Cloudflare Engineers Uncover Hidden ClickHouse Bottleneck Threatening Billion-Dollar Billing Pipeline
Cloudflare discovers hidden ClickHouse bottleneck slowing billion-dollar billing pipeline; three patches fix the issue and enable per-namespace data retention.
Billing Pipeline Grinds to a Crawl
Cloudflare’s daily billing aggregation jobs—responsible for generating hundreds of millions of dollars in usage revenue—unexpectedly slowed to a halt after a recent migration. The delay threatened to disrupt invoice reconciliation and downstream systems, including fraud detection.

“It was a big problem when daily aggregation jobs slowed down,” said a Cloudflare engineer who worked on the fix. “Everything we normally check—I/O, memory, rows scanned, parts read—appeared normal. That’s when we knew it was something deeper.”
Hidden Bottleneck Discovered Inside ClickHouse
The bottleneck was traced to a subtle inefficiency within ClickHouse’s internals, specifically in how the database handles per-namespace data sorting. The system, called Ready-Analytics, stores petabytes of data from hundreds of applications in a single massive table, sorted by namespace, indexID, and timestamp.
“We had to dig deep into ClickHouse’s query execution logic to find the culprit,” another engineer explained. “It wasn’t a resource issue—it was a design flaw in our own schema and retention policy.”
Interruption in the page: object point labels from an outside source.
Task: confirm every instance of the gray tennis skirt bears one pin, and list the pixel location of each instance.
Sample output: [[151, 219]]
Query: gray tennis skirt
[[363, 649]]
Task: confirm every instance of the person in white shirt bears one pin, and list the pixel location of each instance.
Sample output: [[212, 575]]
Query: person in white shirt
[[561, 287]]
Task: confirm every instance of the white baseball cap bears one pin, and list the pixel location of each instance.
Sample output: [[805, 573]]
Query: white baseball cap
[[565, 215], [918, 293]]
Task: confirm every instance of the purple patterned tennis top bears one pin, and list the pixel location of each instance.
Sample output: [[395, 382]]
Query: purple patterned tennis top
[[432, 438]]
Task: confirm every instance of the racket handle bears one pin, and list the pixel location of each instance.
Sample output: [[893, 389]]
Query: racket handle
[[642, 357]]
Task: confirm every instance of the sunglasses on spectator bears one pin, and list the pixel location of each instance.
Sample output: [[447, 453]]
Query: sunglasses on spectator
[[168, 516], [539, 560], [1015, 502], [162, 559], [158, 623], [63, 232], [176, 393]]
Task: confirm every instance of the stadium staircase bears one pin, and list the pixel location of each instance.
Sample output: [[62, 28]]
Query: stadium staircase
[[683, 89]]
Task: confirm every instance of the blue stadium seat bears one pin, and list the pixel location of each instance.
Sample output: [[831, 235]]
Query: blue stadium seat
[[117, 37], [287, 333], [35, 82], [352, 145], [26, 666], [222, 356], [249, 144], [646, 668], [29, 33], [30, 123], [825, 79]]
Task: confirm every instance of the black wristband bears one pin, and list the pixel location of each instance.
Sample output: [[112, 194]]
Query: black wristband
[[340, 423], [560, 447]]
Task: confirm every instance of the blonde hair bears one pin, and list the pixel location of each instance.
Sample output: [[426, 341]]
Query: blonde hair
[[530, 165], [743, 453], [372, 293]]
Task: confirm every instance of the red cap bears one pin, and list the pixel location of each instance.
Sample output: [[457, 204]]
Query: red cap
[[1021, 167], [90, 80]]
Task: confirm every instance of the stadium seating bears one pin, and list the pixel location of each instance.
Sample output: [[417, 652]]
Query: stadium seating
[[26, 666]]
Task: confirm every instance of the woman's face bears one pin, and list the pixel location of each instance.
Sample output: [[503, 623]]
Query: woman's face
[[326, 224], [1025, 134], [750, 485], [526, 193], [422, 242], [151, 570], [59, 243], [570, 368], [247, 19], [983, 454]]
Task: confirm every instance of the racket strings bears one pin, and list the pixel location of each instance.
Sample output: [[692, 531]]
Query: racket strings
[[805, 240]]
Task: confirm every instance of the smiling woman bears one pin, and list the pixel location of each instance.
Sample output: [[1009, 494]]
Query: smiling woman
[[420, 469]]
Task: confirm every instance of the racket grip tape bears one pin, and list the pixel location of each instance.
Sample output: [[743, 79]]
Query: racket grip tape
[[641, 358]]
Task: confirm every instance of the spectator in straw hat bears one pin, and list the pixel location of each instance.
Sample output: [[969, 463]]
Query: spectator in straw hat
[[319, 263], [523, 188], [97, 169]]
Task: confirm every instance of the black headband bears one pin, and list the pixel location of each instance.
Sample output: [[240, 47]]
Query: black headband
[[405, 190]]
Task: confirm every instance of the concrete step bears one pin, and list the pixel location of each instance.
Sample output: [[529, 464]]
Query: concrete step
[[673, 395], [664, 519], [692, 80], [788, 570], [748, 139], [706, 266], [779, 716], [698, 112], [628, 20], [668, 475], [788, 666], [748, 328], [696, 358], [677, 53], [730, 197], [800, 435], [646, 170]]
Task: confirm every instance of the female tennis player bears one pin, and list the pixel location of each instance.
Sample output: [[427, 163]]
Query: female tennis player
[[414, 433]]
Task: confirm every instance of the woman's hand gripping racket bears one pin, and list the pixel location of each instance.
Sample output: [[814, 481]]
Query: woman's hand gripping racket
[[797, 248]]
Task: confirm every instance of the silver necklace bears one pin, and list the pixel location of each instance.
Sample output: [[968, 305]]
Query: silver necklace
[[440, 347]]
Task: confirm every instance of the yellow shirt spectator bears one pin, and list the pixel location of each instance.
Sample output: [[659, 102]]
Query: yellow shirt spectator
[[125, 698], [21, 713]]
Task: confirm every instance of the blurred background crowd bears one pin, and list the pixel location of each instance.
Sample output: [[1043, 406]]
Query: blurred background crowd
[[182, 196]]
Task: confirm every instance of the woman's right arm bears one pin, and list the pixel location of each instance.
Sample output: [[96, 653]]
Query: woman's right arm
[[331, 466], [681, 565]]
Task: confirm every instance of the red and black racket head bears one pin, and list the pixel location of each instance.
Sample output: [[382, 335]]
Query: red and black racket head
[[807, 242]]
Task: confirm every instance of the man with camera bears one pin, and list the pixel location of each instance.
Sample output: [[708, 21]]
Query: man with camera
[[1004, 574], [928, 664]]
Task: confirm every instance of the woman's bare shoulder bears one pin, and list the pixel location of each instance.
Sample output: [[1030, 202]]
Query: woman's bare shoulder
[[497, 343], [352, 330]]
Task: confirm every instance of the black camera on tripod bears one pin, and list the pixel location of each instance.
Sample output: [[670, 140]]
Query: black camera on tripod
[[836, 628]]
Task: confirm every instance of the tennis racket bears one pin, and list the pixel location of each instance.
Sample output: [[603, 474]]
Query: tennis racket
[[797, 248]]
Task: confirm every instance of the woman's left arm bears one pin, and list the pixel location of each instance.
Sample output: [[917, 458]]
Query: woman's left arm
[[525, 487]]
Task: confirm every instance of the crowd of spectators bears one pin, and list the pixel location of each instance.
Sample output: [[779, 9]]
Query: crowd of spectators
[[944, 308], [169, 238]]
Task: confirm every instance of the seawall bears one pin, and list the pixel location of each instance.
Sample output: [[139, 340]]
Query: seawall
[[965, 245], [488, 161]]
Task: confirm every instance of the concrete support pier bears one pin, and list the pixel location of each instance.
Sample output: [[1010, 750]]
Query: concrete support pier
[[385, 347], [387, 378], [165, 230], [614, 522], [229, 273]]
Background: The Rise of Ready-Analytics
Cloudflare built Ready-Analytics in early 2022 to simplify data onboarding for internal teams. Instead of creating custom tables, teams stream data into one unified table with a standard schema of 20 float fields, 20 string fields, a timestamp, and an indexID. The indexID is a string that forms part of the primary key, allowing each namespace’s data to be sorted optimally for its queries.
By December 2024, Ready-Analytics held over 2 petabytes of data and ingested millions of rows per second. But its retention policy—dropping partitions older than 31 days—was a blunt instrument. Teams requiring longer retention had to skip Ready-Analytics entirely, opting for a much more complex conventional setup.

The Problem: One-Size-Fits-All Retention
Cloudflare has used ClickHouse for years, predating native Time-to-Live (TTL) features. The company built its own retention system based on daily partitioning. The Ready-Analytics table used a 31-day global retention, which forced teams with legal or contractual obligations to store data for years to build separate infrastructures.
“This restriction meant many use cases couldn’t use Ready-Analytics,” a product manager noted. “We needed a per-namespace retention solution that didn’t require abandoning the platform.”
What This Means for Cloudflare and Users
The three patches written to fix the bottleneck not only restored billing pipeline performance but also enabled per-namespace retention, opening Ready-Analytics to teams that previously had to avoid it. The engineers have documented their approach to share with the ClickHouse community.
“The fix eliminated the hidden bottleneck and gave us the flexibility we needed,” said a lead engineer. “Now teams can set their own retention periods without impacting the entire cluster.”
Cloudflare expects the improvements to accelerate onboarding for internal teams and reduce operational overhead. Users will benefit from more accurate and timely billing, while the company avoids revenue reconciliation headaches.